Caption: Two diagrams illustrating how the elongation of an ellipse and the location of its two focuses depend on eccentricity e. The second diagram is just an elaboration of the first one.
Features:
(x/a)**2 +(y/b)**2 = 1 ,a is the semi-major axes, b is the semi-minor axis, and a ≥ b without loss of generality since one can just flip the names if a < b.
If a = b, then the ellipse specializes to the circle with radius a = b.
For a gravitationally bound 2-body system as the mass of body_1 (i.e., M_1) goes to infinity relative to the mass of body_2 (i.e., M_2), body_1 goes to being centered on the barycenter. Thus, body_2 effectively orbits body_1 in an elliptical orbit when M_1 >> M_2.

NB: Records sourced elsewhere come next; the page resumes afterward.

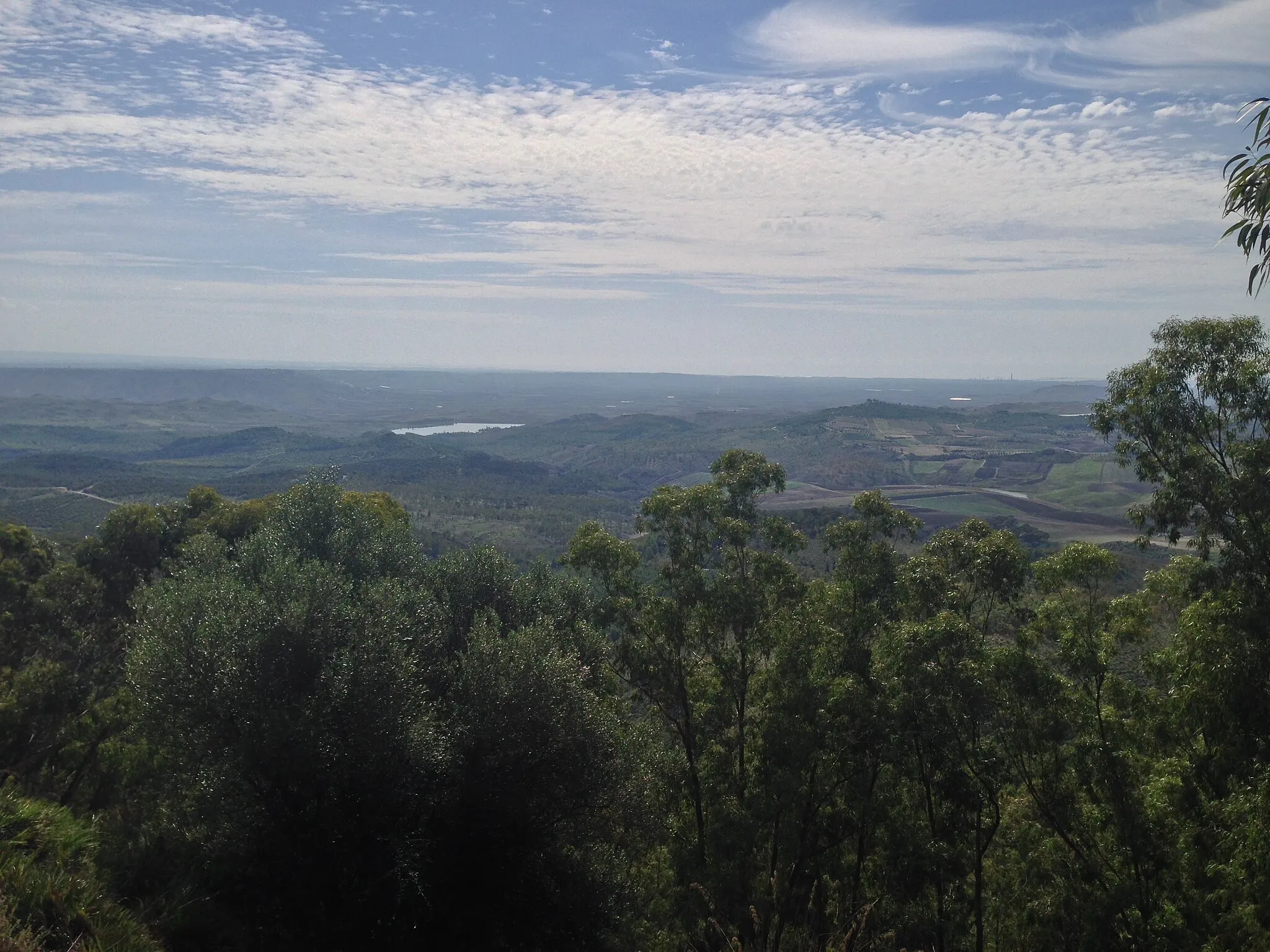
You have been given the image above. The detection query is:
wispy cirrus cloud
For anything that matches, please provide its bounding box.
[745,0,1041,74]
[744,0,1270,89]
[0,0,1248,376]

The extreme mass disparity situation is pretty common: e.g., (1) a star is usually much more massive than any of its planets, (2) a planet is often much more massive than any of its moons.
When the extreme mass disparity situation holds between a massive body (usually called the primary) and a group of less massive bodies, then usually to 1st order approximation the massive body and each less massive body from a extreme-mass-disparity 2-body system since the other less massive bodies just cause gravitational perturbations.
c = sqrt(a**2-b**2)(see Wikipedia: Ellipse: Ellipse in Cartesian coordinates). Note c = 0 for circles.
e = c/a = sqrt(a**2-b**2)/a = sqrt[1-(b/a)**2] ,and so e = 0 implies c = 0 (i.e., a circle) and e = 1 implies c = a (i.e., a straight line).
r_per = a-c = a(1-e) and r_apo = a+c = a(1+e)
Now the standard definition of the mean orbital radius is
r_mean = r_per + r_apo = a ,
i.e., r_mean is just the semi-major axis.
So we see that orbital eccentricity is the maximum relative deviation of the radius of an elliptical orbit from the standard mean orbital radius.
Note that (100*e) % is the maximum relative deviation as a percentage.